If the flight arrives e.g. more than 30 minutes late (whatever delay is specified in your contract), you would be able to spend all the money locked in the contract, that is 1 GB. If the delay is less than 30 minutes, the peer can take all the money.
This is how you would design a contract for a 15 minutes delay:
This contract allows you to take its entire balance if Turkish Airlines flight TK414 on April 23, 2017 arrives more than 15 minutes late. The event should be reported by an oracle whose address is GFK3RDAPQLLNCMQEVGGD2KCPZTLSG3HN (this oracle is also a witness).
To get this event posted by the oracle to the Byteball database, you need to open a chat with the oracle (its pairing code is AuP4ngdv0S/rok+IaW1q2D6ye72eXLl3h+CqXNXzkBXn@byteball.org/bb#0000) and tell it your flight number and date:
The oracle (which is open source) will fetch data from FlightStats — a well-known source of air travel data — and post the delay into Byteball database as a data feed. As soon as the oracle’s data posting gets confirmed, you can unlock the contract.
If your flight was canceled, diverted, or redirected, this counts as large delay and would trigger the contract in your favor.
In your contract, you and your peer specify a period when you can request data from the oracle and unlock the contract if the flight was delayed. If you don’t do that, the insurer claims the money after this period expires. The period must end before one week after the flight completes, this is the maximum duration when FlightStats provides data about the flight.
Any regular flight that is covered by FlightStats can be used in the contract. Check FlightStats before signing a contract to make sure the oracle will be able to supply the necessary data (its coverage is quite good). Also check the past statistics about your flight and airline to correctly predict the probability of delay and estimate the insurance premium you are willing to pay or ask. Eventually, all this knowledge should be priced-in in the market price of insurance policies for similar flights.
Note that our oracle calculates delay by comparing planned gate arrival time (which is printed on your ticket) with actual gate arrival time, while FlightStats website sometimes reports runway arrival time, which is a few minutes earlier than gateway time. In most cases, they still have gateway arrival in the API which the oracle uses.

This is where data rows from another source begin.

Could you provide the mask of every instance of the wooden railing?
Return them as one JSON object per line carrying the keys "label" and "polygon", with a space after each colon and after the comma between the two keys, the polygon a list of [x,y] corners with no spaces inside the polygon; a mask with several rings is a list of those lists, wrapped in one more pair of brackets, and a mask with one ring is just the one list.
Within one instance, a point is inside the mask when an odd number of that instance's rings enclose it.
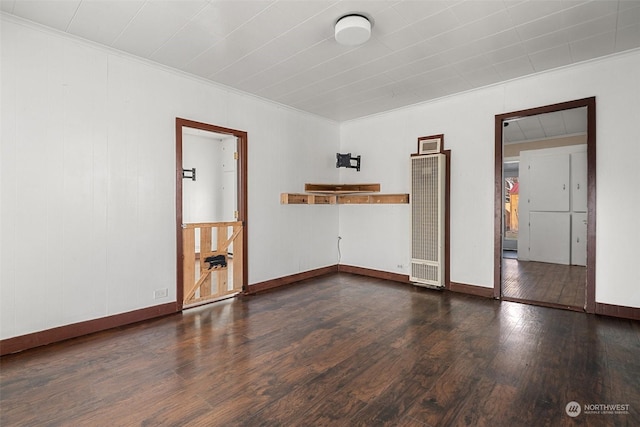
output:
{"label": "wooden railing", "polygon": [[[182,225],[184,305],[220,299],[242,291],[242,222]],[[196,246],[199,242],[199,249]],[[226,265],[207,258],[224,256]]]}

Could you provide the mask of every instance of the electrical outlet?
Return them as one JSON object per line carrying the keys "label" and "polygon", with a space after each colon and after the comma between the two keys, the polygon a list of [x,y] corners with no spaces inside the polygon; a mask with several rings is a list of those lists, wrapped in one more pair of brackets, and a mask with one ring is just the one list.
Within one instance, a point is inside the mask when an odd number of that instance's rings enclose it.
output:
{"label": "electrical outlet", "polygon": [[154,299],[166,298],[167,296],[169,296],[169,289],[167,289],[167,288],[156,289],[155,291],[153,291],[153,298]]}

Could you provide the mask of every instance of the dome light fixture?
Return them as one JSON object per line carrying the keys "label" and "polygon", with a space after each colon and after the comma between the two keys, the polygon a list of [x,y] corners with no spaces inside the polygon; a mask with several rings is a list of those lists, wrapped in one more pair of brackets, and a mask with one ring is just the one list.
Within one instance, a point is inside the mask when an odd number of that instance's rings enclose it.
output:
{"label": "dome light fixture", "polygon": [[335,27],[336,41],[345,46],[358,46],[371,37],[371,22],[362,15],[345,15]]}

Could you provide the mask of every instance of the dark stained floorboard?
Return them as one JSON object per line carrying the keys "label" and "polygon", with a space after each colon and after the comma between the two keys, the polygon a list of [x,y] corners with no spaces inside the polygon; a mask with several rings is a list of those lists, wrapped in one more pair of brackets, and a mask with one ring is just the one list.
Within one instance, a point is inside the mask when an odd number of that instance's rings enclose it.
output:
{"label": "dark stained floorboard", "polygon": [[584,307],[586,280],[586,267],[502,259],[505,297]]}
{"label": "dark stained floorboard", "polygon": [[639,322],[349,274],[0,368],[2,426],[640,425]]}

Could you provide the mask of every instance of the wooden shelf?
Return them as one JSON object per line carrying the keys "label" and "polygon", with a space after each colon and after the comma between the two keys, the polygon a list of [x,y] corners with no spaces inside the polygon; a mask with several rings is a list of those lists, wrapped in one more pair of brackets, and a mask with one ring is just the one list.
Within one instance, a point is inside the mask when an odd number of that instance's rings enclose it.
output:
{"label": "wooden shelf", "polygon": [[346,194],[346,193],[377,193],[380,184],[305,184],[304,191],[308,193]]}
{"label": "wooden shelf", "polygon": [[356,205],[356,204],[406,204],[408,194],[343,194],[339,196],[282,193],[280,203],[283,205]]}
{"label": "wooden shelf", "polygon": [[371,204],[371,205],[388,205],[388,204],[405,204],[409,203],[408,194],[356,194],[338,196],[338,204],[355,205],[355,204]]}
{"label": "wooden shelf", "polygon": [[322,194],[282,193],[280,203],[283,205],[335,205],[336,196]]}

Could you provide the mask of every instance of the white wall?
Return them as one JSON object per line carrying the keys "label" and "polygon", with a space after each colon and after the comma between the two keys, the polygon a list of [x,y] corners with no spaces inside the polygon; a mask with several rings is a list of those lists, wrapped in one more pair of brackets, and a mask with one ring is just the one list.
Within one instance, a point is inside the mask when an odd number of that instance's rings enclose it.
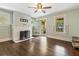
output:
{"label": "white wall", "polygon": [[[57,15],[65,15],[66,24],[68,27],[66,27],[66,30],[68,29],[67,33],[64,34],[56,34],[55,32],[55,22],[54,17]],[[69,10],[69,11],[62,11],[59,13],[54,13],[50,15],[46,15],[40,18],[37,18],[38,20],[41,18],[47,18],[47,36],[62,39],[65,41],[71,41],[72,36],[78,36],[79,37],[79,9]]]}
{"label": "white wall", "polygon": [[11,11],[0,9],[0,42],[11,40],[11,14]]}

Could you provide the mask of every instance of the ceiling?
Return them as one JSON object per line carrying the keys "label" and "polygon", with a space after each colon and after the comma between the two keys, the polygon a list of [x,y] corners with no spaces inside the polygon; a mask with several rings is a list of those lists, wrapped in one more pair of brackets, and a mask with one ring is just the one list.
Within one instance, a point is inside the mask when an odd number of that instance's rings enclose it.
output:
{"label": "ceiling", "polygon": [[38,11],[34,13],[35,9],[28,8],[31,6],[36,6],[36,3],[0,3],[0,8],[5,8],[12,11],[19,11],[26,13],[27,15],[37,18],[47,14],[64,11],[68,9],[78,8],[78,3],[43,3],[44,6],[52,6],[51,9],[45,9],[46,13]]}

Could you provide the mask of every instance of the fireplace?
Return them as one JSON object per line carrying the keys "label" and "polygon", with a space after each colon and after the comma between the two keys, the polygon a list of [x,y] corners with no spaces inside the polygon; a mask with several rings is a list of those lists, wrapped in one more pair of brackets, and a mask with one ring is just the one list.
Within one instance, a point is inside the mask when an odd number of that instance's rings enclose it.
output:
{"label": "fireplace", "polygon": [[20,40],[30,38],[30,31],[20,31]]}

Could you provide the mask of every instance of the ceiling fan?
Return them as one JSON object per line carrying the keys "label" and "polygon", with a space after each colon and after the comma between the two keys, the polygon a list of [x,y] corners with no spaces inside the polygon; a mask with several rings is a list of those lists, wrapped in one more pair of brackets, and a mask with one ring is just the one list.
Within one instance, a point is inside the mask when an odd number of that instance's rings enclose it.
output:
{"label": "ceiling fan", "polygon": [[41,10],[43,13],[46,13],[46,12],[44,11],[44,9],[50,9],[50,8],[52,8],[52,7],[51,7],[51,6],[44,7],[42,3],[37,3],[36,7],[28,7],[28,8],[34,8],[34,9],[36,9],[36,10],[34,11],[34,13],[36,13],[36,12],[39,11],[39,10]]}

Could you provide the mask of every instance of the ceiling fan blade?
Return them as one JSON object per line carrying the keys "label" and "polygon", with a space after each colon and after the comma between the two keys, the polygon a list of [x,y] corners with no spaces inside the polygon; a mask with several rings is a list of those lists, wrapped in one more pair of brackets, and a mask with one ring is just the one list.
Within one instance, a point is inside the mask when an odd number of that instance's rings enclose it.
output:
{"label": "ceiling fan blade", "polygon": [[34,9],[36,9],[36,7],[28,7],[28,8],[34,8]]}
{"label": "ceiling fan blade", "polygon": [[50,9],[52,8],[51,6],[43,7],[43,9]]}
{"label": "ceiling fan blade", "polygon": [[43,13],[46,13],[44,10],[41,10]]}
{"label": "ceiling fan blade", "polygon": [[38,10],[35,10],[34,13],[36,13]]}

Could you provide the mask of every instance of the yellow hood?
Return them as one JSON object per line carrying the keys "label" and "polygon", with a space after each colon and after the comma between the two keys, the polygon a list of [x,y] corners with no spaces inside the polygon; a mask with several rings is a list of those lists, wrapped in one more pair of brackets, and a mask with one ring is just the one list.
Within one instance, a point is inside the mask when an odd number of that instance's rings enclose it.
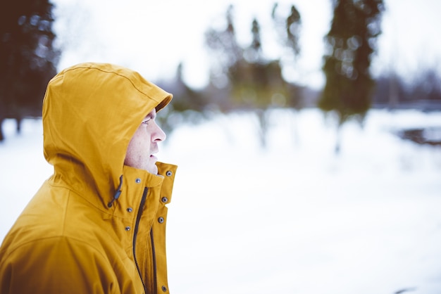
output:
{"label": "yellow hood", "polygon": [[105,209],[120,184],[135,130],[149,112],[171,99],[123,67],[89,63],[61,71],[49,82],[43,103],[44,157],[54,165],[54,182],[98,195],[89,200]]}

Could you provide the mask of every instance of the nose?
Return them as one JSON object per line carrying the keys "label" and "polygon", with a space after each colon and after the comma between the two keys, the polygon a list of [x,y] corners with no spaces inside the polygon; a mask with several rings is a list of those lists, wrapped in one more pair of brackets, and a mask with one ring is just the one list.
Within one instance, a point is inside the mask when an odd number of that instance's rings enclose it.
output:
{"label": "nose", "polygon": [[166,135],[164,131],[163,131],[161,127],[159,127],[155,122],[155,132],[154,132],[154,135],[151,138],[152,141],[155,142],[160,142],[161,141],[164,141],[166,138],[167,138],[167,135]]}

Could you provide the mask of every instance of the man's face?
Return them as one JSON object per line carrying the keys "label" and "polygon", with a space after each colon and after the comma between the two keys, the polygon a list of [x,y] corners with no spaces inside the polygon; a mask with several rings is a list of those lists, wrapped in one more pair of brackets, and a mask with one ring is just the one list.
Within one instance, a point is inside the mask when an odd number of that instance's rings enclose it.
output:
{"label": "man's face", "polygon": [[159,150],[158,142],[166,139],[166,134],[156,124],[156,112],[154,109],[142,120],[135,132],[127,149],[124,164],[158,174],[157,158],[154,154]]}

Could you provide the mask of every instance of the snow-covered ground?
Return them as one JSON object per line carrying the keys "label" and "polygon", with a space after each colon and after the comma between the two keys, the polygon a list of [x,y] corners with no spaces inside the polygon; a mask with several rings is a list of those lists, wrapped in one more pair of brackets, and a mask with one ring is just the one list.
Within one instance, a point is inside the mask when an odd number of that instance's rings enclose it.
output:
{"label": "snow-covered ground", "polygon": [[[179,165],[168,217],[174,294],[441,293],[441,147],[393,131],[441,113],[371,111],[335,124],[274,110],[268,146],[251,115],[182,125],[159,157]],[[0,144],[0,240],[51,173],[41,120]]]}

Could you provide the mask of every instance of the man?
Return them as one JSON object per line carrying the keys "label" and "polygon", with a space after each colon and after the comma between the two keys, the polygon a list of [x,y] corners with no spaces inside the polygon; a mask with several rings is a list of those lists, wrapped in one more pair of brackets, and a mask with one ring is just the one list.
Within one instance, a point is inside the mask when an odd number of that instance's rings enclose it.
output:
{"label": "man", "polygon": [[[176,166],[156,162],[172,95],[129,69],[67,68],[43,102],[54,165],[0,248],[0,293],[168,293],[166,221]],[[25,183],[24,183],[25,184]]]}

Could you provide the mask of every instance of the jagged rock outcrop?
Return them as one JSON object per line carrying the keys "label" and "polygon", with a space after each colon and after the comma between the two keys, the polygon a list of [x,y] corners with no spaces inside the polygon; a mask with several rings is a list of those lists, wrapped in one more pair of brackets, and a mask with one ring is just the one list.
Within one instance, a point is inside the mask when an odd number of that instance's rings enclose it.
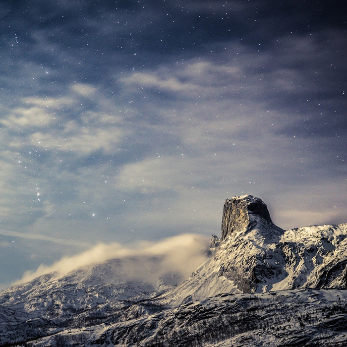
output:
{"label": "jagged rock outcrop", "polygon": [[4,290],[0,346],[346,346],[347,224],[284,231],[260,199],[236,196],[201,249],[210,257],[177,286],[172,271],[131,277],[165,264],[144,255]]}
{"label": "jagged rock outcrop", "polygon": [[227,199],[213,258],[174,296],[179,302],[223,292],[347,288],[347,236],[346,225],[285,231],[259,198]]}
{"label": "jagged rock outcrop", "polygon": [[278,228],[272,223],[266,204],[261,199],[249,195],[227,199],[223,209],[221,240],[235,233],[249,231],[259,222]]}

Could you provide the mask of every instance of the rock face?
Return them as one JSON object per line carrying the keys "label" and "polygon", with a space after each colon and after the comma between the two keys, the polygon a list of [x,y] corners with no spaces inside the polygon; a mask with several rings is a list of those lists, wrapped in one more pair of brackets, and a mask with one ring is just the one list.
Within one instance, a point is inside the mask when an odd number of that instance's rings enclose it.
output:
{"label": "rock face", "polygon": [[252,230],[260,219],[273,225],[267,206],[261,199],[248,195],[227,199],[222,220],[221,241],[233,233]]}
{"label": "rock face", "polygon": [[206,250],[176,286],[172,273],[130,281],[111,259],[4,290],[0,346],[347,346],[347,224],[284,231],[260,199],[236,196]]}

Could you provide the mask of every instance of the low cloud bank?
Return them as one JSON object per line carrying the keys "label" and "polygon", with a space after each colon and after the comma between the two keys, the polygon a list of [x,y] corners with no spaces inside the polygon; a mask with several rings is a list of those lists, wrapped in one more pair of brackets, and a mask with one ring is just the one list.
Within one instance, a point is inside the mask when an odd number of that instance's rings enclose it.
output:
{"label": "low cloud bank", "polygon": [[[100,243],[76,255],[64,257],[52,265],[41,264],[35,271],[27,271],[13,284],[52,272],[60,277],[79,268],[113,259],[121,261],[115,268],[114,282],[140,280],[155,285],[165,278],[168,284],[176,284],[175,281],[184,280],[207,260],[210,240],[206,236],[183,234],[155,242],[141,241],[131,246]],[[173,275],[175,279],[173,281],[170,278]]]}

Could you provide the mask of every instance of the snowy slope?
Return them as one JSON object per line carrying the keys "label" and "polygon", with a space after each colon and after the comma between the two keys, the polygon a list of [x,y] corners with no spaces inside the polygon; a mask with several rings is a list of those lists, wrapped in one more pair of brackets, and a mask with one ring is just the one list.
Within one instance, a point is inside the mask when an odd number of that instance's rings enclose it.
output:
{"label": "snowy slope", "polygon": [[234,197],[184,281],[165,252],[142,252],[1,292],[0,346],[347,346],[346,236],[283,230],[260,199]]}

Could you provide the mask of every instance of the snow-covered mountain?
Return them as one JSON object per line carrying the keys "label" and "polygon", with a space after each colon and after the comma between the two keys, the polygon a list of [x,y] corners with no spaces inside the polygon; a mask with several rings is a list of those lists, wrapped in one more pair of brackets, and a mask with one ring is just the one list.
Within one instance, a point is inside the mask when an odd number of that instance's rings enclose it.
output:
{"label": "snow-covered mountain", "polygon": [[0,293],[0,346],[347,346],[347,224],[284,231],[258,198],[228,199],[185,280],[130,276],[121,259],[42,276]]}

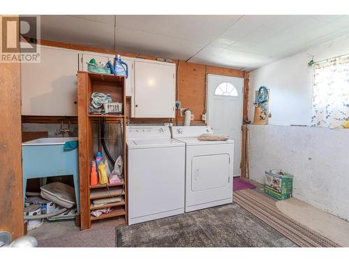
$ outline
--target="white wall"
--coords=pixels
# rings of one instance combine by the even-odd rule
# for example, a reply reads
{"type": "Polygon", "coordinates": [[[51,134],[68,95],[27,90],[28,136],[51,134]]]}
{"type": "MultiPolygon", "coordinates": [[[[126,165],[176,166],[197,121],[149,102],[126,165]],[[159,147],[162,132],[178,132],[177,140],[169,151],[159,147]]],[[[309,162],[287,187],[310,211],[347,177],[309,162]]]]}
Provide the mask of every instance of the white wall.
{"type": "Polygon", "coordinates": [[[277,61],[252,71],[250,74],[248,119],[253,119],[254,92],[261,85],[270,90],[269,124],[311,124],[314,61],[349,53],[349,36],[311,48],[292,57],[277,61]]]}
{"type": "Polygon", "coordinates": [[[349,130],[249,125],[251,178],[265,171],[294,175],[293,196],[349,220],[349,130]]]}
{"type": "MultiPolygon", "coordinates": [[[[349,130],[290,126],[311,124],[313,68],[306,53],[315,61],[348,54],[349,37],[251,73],[251,90],[271,89],[272,114],[267,126],[249,126],[251,178],[263,183],[266,170],[283,169],[295,175],[295,197],[349,220],[349,130]]],[[[250,92],[249,119],[254,99],[250,92]]]]}

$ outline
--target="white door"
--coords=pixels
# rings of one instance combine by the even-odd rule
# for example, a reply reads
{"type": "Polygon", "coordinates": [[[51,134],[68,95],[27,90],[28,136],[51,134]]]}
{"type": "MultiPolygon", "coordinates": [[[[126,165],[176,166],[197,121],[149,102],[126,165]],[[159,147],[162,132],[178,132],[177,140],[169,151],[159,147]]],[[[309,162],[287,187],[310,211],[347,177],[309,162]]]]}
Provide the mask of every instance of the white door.
{"type": "Polygon", "coordinates": [[[135,61],[135,117],[174,117],[175,64],[135,61]]]}
{"type": "Polygon", "coordinates": [[[239,176],[244,79],[216,75],[207,78],[207,124],[214,133],[226,134],[235,140],[233,174],[239,176]]]}
{"type": "MultiPolygon", "coordinates": [[[[107,64],[108,61],[114,64],[114,56],[112,54],[103,55],[103,54],[95,54],[93,53],[82,53],[79,54],[80,57],[80,70],[83,71],[87,71],[87,63],[90,61],[91,59],[94,59],[96,63],[102,62],[107,64]]],[[[133,105],[133,61],[128,57],[121,57],[121,60],[127,64],[128,68],[128,77],[127,78],[125,82],[126,88],[126,96],[131,98],[131,108],[133,105]]],[[[134,112],[131,111],[131,117],[133,117],[134,112]]]]}

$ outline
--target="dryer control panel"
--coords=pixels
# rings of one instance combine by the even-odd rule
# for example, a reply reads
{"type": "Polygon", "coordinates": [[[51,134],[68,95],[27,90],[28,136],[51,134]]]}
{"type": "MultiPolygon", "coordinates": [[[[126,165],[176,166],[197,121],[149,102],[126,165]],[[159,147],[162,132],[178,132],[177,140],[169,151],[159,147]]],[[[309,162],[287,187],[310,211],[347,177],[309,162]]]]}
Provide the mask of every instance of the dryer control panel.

Like all other Byteball smart contracts, this contract is peer-to-peer and you can make it with any other user whom you don’t need to trust, because execution of the smart contract is guaranteed by the math underlying the Byteball platform. You also don’t need to trust the developer of the smart contract because the contract is a what-you-see-is-what-you-get, and either you create the contract yourself or the peer creates it and you can see clearly what the contract means.
As was mentioned above, the insured will be likely to pay more than what the actual probability of the flight delay suggests. This means that by being on the other side of the deal, i.e. by offering insurance to peers you are likely to make profit (on average) on your Bytes holdings.
The network effects
This is the first example of P2P insurance. To be accurate, this is parametric insurance, that is insurance based on occurrence of a widely known event, which makes oracle’s activity easily auditable.
The choice of risks that one is able to insure can be expanded easily and quickly by just adding oracles that report various other insurable events such as weather, investment ratings, news, etc.
Byteball is a network, and a network is strong thanks to multiple links between its different parts that keep the network together. With wide diversity of the personal needs of users on the network, a wide selection of risks that can be insured (the number of daily flights alone is over 100,000), and a choice of other users who can sell the insurance for profit, the network effects are going to be huge, and that’s what makes horizontal peer-to-peer links so great.